FB Live Comments — System Design Interview Walkthrough

Understanding the Problem

🔗 What is FB Live Comments?

A real-time commenting system for live video streams where viewers see new comments appear instantly as others post them, at scale to millions of concurrent viewers.

Designing a real-time commenting system brings together pub/sub, WebSocket gateways, and careful fan-out strategy. You'll face a read-to-write skew (1.2M reads/sec vs 12k writes/sec) and the challenge of delivering one comment to millions of viewers sub-200ms. This question targets mid-level and senior engineers and emphasizes the tree fan-out pattern via pub/sub brokers.

Functional Requirements

The first thing you'll want to do when starting a system-design interview is to get a clear understanding of the requirements of the system. Functional requirements are the features that the system must have to satisfy the needs of the user.

We'll concentrate on the following set of functional requirements:

Core Requirements

Users should be able to post a text comment to a live stream.
Users watching the live stream should see new comments appear in real-time without refreshing.
Users should be able to view a recent history of comments (e.g., last 1000 comments).

Below the line (out of scope):

Comment moderation, filtering, or deletion.
Reactions or likes on comments.
Full-text search or cross-stream comment indexing.

These features are considered "below the line" because comment moderation adds operational complexity, and reactions would require a separate entity design. Search explodes the storage footprint and is orthogonal to real-time delivery.

Non-Functional Requirements

Next up, you'll want to outline the core non-functional requirements of the system. Non-functional requirements refer to specifications about how a system operates, rather than what tasks it performs.

Core Requirements

Comment delivery latency: <200ms p99 from post to viewer's screen.
Availability: 99.99% uptime, especially during celebrity or event livestreams.
Scale: 100M DAU, 1M concurrent livestreams, 12k comment writes/sec, 1.2M comment reads/sec.
Durability: comments persisted within 5 seconds of creation.
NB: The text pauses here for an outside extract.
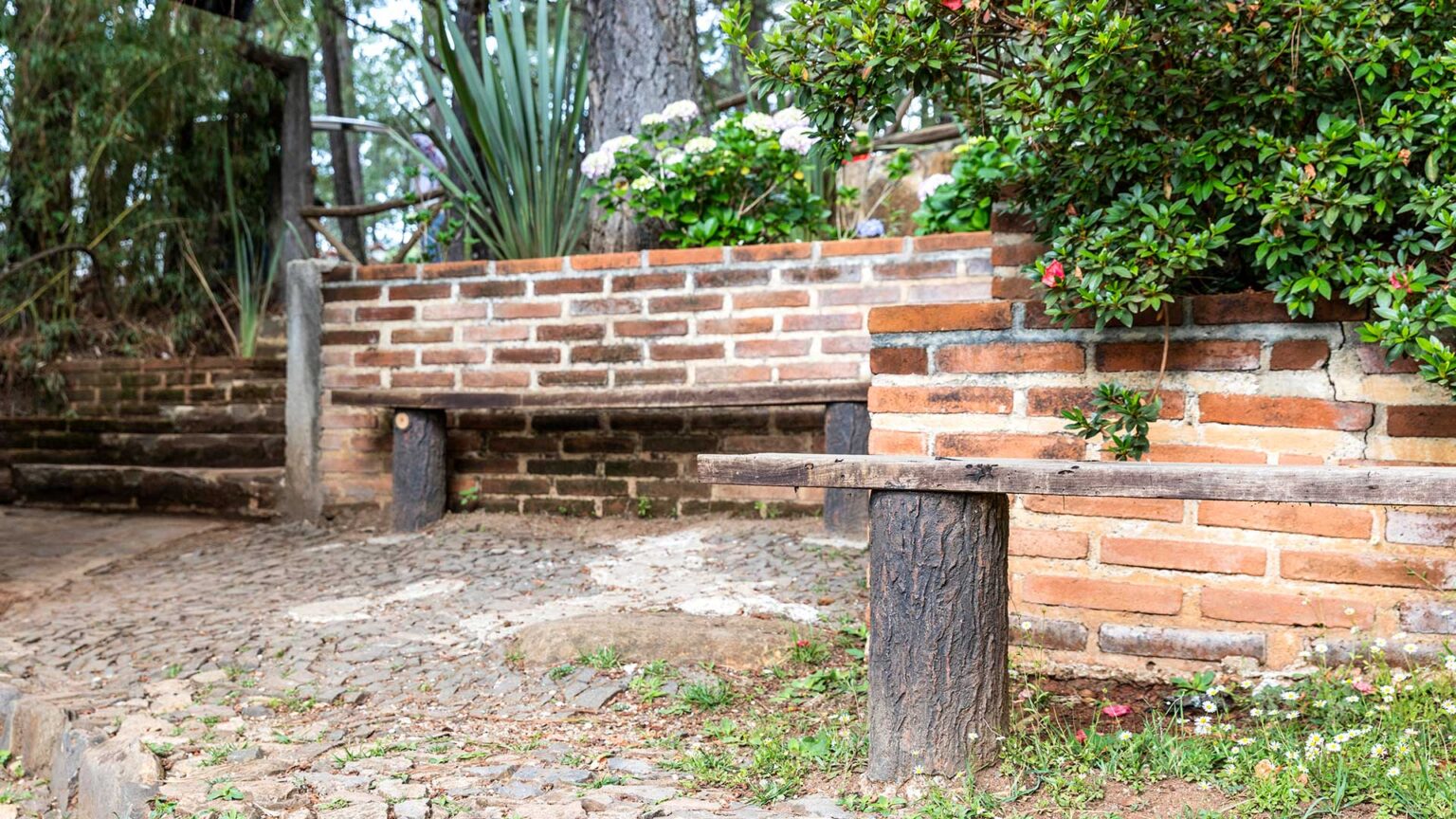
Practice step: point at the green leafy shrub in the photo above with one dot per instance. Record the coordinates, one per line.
(1295, 146)
(961, 200)
(747, 182)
Below the line (out of scope):

Multi-region latency optimization (single-region primary acceptable).
Analytics or metrics on comment volume.

The headline asymmetry here is the read-to-write ratio of ~100:1. While only 12k comments are written per second, 1.2M read operations (fan-outs to viewers) occur per second. Your architecture must optimize for push delivery, not polling. During a 1M-viewer stream, a naive fan-out (direct service-to-client) becomes the bottleneck; tree fan-out via a pub/sub broker is your key win.

The Set Up

Defining the Core Entities

We recommend that you start with a broad overview of the primary entities. At this stage, it is not necessary to know every specific column or detail.

For a live-comments system, the core entities are straightforward:

Comment: the posted text, author ID, timestamp, and stream ID. Uniquely identified by comment ID.
LiveStream: the video being broadcast. Identified by stream ID; tracks creation time and creator.
User: the commenter or viewer. Identified by user ID; includes name and profile picture.
Viewer: an ephemeral connection representing a user watching a stream. Tracks which user is connected to which stream for push delivery.

The API

The next step in the delivery framework is to define the APIs of the system. Your goal is to go one-by-one through the core requirements and define the APIs that are necessary to satisfy them.

// Post a comment to a live stream
POST /streams/:streamId/comments
{
  "userId": "user-123",
  "content": "Great stream!"
}
->
{
  "id": "comment-456",
  "streamId": "stream-001",
  "userId": "user-123",
  "content": "Great stream!",
  "createdAt": 1714756800
}

// Fetch recent comment history
GET /streams/:streamId/comments?limit=1000
->
[
  { "id": "comment-456", "userId": "user-123", "content": "Great stream!", "createdAt": 1714756800 },
  { "id": "comment-455", "userId": "user-789", "content": "Amazing!", "createdAt": 1714756799 }
]

// Subscribe to real-time comment stream (WebSocket)
WS /streams/:streamId/comments/live
->
{
  "type": "comment",
  "data": {
    "id": "comment-456",
    "userId": "user-123",
    "content": "Great stream!",
    "createdAt": 1714756800
  }
}

High-Level Design

We'll build the system one endpoint at a time, walking through how the boxes connect.

1) Users should be able to post a text comment to a live stream

The write path is synchronous and lightweight: client → load balancer → comment service (stateless) → Cassandra (durable write) and Redis (cache) in parallel → publish to Kafka topic partitioned by stream ID.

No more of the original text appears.